Un député LaREM congédie une délégation de l'AMF à l'Assemblée nationale
C’est un incident particulièrement désagréable pour les représentants des maires qui s’est produit, hier, à l’Assemblée nationale : Stéphanie Guiraud-Chaumeil, maire d’Albi, venue spécialement pour une audition consacrée au projet de loi Engagement et proximité devant la commission des lois, s’est vue purement et simplement congédiée par le rapporteur Bruno Questel, député LaREM de l’Eure, avant même que les échanges commencent.
Les maires « doivent être respectés », twittait hier, avec un certain aplomb, Bruno Questel, après avoir mis à la porte la délégation de l’AMF. C’est pourtant peu dire l’AMF n’a pas jugé l’attitude du député très « respectueuse ». Mais que s’est-il passé ?
Incident délibéré
Dans un communiqué de presse publié quelques minutes après l’incident – ce qui laisse à penser que la chose était largement préméditée – Bruno Questel explique avoir d’abord « regretté » que François Baroin ou André Laignel « n’aient pas jugé utile de venir échanger avec les députés ». Une façon à peine voilée de dire qu'il jugeait la maire d’Albi – pourtant rapporteure de la commission intercommunalité de l’AMF et donc particulièrement au fait des questions évoquées dans le projet de loi – insuffisamment compétente pour qu'il daigne s’entretenir avec elle.
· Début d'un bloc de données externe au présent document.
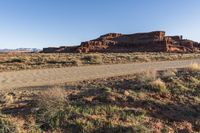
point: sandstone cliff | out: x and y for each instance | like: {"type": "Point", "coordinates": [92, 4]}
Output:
{"type": "Point", "coordinates": [139, 42]}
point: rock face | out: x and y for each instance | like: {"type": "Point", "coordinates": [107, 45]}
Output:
{"type": "Point", "coordinates": [139, 42]}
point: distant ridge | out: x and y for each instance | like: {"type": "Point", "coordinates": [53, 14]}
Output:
{"type": "Point", "coordinates": [20, 50]}
{"type": "Point", "coordinates": [155, 41]}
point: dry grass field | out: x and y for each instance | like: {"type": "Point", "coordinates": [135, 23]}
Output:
{"type": "Point", "coordinates": [164, 101]}
{"type": "Point", "coordinates": [24, 61]}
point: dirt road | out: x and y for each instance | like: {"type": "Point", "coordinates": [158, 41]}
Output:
{"type": "Point", "coordinates": [47, 77]}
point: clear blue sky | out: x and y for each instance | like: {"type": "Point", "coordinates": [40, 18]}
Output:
{"type": "Point", "coordinates": [43, 23]}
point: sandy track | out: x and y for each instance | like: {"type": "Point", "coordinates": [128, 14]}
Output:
{"type": "Point", "coordinates": [45, 77]}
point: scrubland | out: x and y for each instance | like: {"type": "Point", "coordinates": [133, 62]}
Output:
{"type": "Point", "coordinates": [163, 101]}
{"type": "Point", "coordinates": [24, 61]}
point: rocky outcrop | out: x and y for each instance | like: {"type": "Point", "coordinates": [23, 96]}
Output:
{"type": "Point", "coordinates": [139, 42]}
{"type": "Point", "coordinates": [63, 49]}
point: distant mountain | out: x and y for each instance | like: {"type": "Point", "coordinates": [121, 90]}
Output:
{"type": "Point", "coordinates": [20, 50]}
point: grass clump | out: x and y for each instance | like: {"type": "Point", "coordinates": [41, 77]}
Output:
{"type": "Point", "coordinates": [7, 126]}
{"type": "Point", "coordinates": [51, 108]}
{"type": "Point", "coordinates": [159, 86]}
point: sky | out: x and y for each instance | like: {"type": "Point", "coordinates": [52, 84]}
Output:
{"type": "Point", "coordinates": [47, 23]}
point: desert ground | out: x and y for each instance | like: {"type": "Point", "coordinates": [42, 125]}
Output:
{"type": "Point", "coordinates": [116, 92]}
{"type": "Point", "coordinates": [27, 61]}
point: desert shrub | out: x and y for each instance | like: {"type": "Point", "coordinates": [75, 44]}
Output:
{"type": "Point", "coordinates": [51, 108]}
{"type": "Point", "coordinates": [7, 126]}
{"type": "Point", "coordinates": [92, 59]}
{"type": "Point", "coordinates": [159, 85]}
{"type": "Point", "coordinates": [143, 79]}
{"type": "Point", "coordinates": [194, 67]}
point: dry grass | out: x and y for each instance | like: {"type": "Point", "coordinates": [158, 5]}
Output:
{"type": "Point", "coordinates": [115, 105]}
{"type": "Point", "coordinates": [159, 85]}
{"type": "Point", "coordinates": [23, 61]}
{"type": "Point", "coordinates": [51, 98]}
{"type": "Point", "coordinates": [194, 67]}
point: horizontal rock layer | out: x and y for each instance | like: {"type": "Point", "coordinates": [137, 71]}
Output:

Puis Bruno Questel, comme il le dit lui-même dans son communiqué, a sommé la maire d’Albi de « condamner » des propos soi-disant tenus par « un cadre de l’AMF » sur le site du Journal du dimanche… il y a trois semaines. Cet article rapportait sous couvert d’anonymat les propos qu’aurait tenu un « cadre » de l’association selon qui « les députés n’y connaissent rien » et vont « gentiment suivre les ordres de Bercy ».
Stéphanie Guiraud-Chaumeil – qui n’avait jamais eu connaissance de cet article – a estimé que ce n’était pas l’objet de l’audition par les députés et a proposé qu’il soit plutôt discuté du fond, à savoir, des propositions de l’AMF sur le projet de loi Engagement et proximité. Mais Bruno Questel ne l’a pas entendu de cette oreille et a carrément demandé à la délégation de l’AMF de quitter la salle, sans que l’audition ait lieu.
Bruno Questel conclut son communiqué en laissant entendre qu’il n’acceptera de discuter qu’avec François Baroin lui-même.
Initiative individuelle ou changement de cap de la majorité ?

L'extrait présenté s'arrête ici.